Up until the calender change of 1752, some calendars held that March 25th was the first day of the year. This was based off of Mary being told she was impregnated and carrying Jesus. This was called the Annunciation or Lady Day. This is all based off of the RCC claiming that Jesus was born on December 25th (which He wasn’t). So it was declared a holiday and made to be the first day of the year for “christians”.
“March 25th is called the Annunciation of the Blessed Virgin Mary…It celebrates the occasion when the Archangel Gabriel appeared to the young Jewish maiden and announced to her that she was to be the mother of Jesus…Although the Church began very early to commemorate this event, the date itself cannot have been fixed before the date of Christmas was established, which was sometime late in the fourth century. The two dates are dependent on each other, because they must normally have been nine months apart…Then, reaching all the way back, people decided that this was not only the day on which Christ’s earthly life began—it was the day everything began, the day of Creation itself. From here it was a very short step—an almost unavoidable one—to the idea that March 25th must be the beginning of the year, and from the twelfth century until the calendar reform in 1752, March 25th was New Year’s day” (Days and Customs of All Faiths, Howard V. Harper).
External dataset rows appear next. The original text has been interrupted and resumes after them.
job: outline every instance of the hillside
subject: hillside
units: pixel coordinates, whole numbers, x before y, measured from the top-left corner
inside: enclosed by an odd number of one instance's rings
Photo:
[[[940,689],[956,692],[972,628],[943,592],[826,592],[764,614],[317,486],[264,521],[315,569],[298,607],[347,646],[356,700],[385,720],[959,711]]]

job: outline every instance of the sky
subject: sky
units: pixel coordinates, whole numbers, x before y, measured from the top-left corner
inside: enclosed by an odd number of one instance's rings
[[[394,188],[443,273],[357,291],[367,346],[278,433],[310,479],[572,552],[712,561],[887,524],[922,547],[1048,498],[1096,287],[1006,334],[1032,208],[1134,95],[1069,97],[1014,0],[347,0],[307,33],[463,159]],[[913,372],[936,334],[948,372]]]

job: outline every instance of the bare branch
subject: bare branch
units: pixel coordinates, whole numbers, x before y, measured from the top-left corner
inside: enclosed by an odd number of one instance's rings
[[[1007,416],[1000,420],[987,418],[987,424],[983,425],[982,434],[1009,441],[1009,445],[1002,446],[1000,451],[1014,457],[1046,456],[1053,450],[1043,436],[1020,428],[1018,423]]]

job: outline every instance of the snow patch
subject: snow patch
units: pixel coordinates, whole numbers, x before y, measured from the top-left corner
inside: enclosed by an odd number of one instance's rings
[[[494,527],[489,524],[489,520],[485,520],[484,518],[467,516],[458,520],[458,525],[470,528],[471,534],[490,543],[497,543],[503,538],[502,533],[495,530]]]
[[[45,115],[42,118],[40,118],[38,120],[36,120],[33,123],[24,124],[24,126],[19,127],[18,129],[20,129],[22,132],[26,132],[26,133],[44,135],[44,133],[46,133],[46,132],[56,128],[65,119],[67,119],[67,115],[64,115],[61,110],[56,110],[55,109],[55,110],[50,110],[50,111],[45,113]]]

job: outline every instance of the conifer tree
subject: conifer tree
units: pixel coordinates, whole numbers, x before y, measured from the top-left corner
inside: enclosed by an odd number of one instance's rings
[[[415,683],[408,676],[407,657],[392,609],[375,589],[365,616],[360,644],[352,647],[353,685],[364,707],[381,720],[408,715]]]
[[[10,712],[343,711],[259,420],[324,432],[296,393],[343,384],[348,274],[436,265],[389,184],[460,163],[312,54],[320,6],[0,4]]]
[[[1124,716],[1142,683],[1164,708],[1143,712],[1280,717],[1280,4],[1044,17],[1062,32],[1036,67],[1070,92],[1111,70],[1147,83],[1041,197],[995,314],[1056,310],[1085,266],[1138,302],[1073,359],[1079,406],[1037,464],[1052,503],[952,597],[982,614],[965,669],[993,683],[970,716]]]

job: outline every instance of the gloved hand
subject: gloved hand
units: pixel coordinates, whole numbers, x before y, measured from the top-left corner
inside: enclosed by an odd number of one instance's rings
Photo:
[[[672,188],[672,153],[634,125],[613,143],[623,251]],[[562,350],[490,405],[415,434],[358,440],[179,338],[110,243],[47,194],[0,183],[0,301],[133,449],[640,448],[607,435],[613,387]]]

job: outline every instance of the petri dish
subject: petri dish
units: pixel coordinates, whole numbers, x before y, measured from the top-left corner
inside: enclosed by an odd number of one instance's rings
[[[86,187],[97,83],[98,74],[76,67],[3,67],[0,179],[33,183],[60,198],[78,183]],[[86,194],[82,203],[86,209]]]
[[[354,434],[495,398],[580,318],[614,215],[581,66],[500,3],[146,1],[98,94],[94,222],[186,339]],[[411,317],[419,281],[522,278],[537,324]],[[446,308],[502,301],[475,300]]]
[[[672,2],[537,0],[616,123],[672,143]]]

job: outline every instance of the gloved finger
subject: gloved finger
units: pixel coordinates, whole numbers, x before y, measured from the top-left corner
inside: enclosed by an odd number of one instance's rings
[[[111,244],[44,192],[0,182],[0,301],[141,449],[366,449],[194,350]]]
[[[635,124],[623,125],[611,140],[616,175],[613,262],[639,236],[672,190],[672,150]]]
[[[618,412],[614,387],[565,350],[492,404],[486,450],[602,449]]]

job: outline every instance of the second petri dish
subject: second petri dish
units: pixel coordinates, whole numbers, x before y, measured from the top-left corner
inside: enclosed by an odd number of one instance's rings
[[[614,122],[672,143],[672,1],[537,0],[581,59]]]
“The Colonists, as Britain had for centuries, celebrated the change of the year in late March—the Feast of the Annunciation, or Lady Day. Rents were due, contracts began, and obligations renewed on March 25, the “New Year.” Under the Julian system, New Year’s tended to vary from country to country; Britain preferred to mark it on March 25, a Christian holiday, rather than the original Roman New Year’s Day of Jan. 1. (March 25 was traditionally the date when Mary found out about her pregnancy, and familiarly known as “Lady Day.”) The British mercantile class began to agitate for calendar reform, and the government finally relented with the Calendar Act of 1751, which declared that as of 1752, Britain and its colonies would adopt the Gregorian system, including its Jan. 1 New Year. It created a very strange year, in which 1751 started in March, but 1752 started the following January; the next September was shortened by 11 days to shift the overall calendar into alignment with Gregorian timekeeping.” (https://www.bostonglobe.com/ideas/2014/03/22/march-happy-colonial-new-year/L0MrkQc47SiUu1OHVJt1lI/story.html)
Now its interesting that this Venus-Sun inferior conjunction just so happens to fall on March 25th, the first day of the year to the British and Colonial, and celebrates their “Lady’s” Annunciation of Venus. She dies out and then comes back to life 3 days later in Pegasus. What’s interesting is that some connect this Pegasus constellation to the Unicorn. Do you see where this is going? Another symbolic death/birthing scenario. This time with Venus. Oh yeah, welcome to the reinstated first day of the year?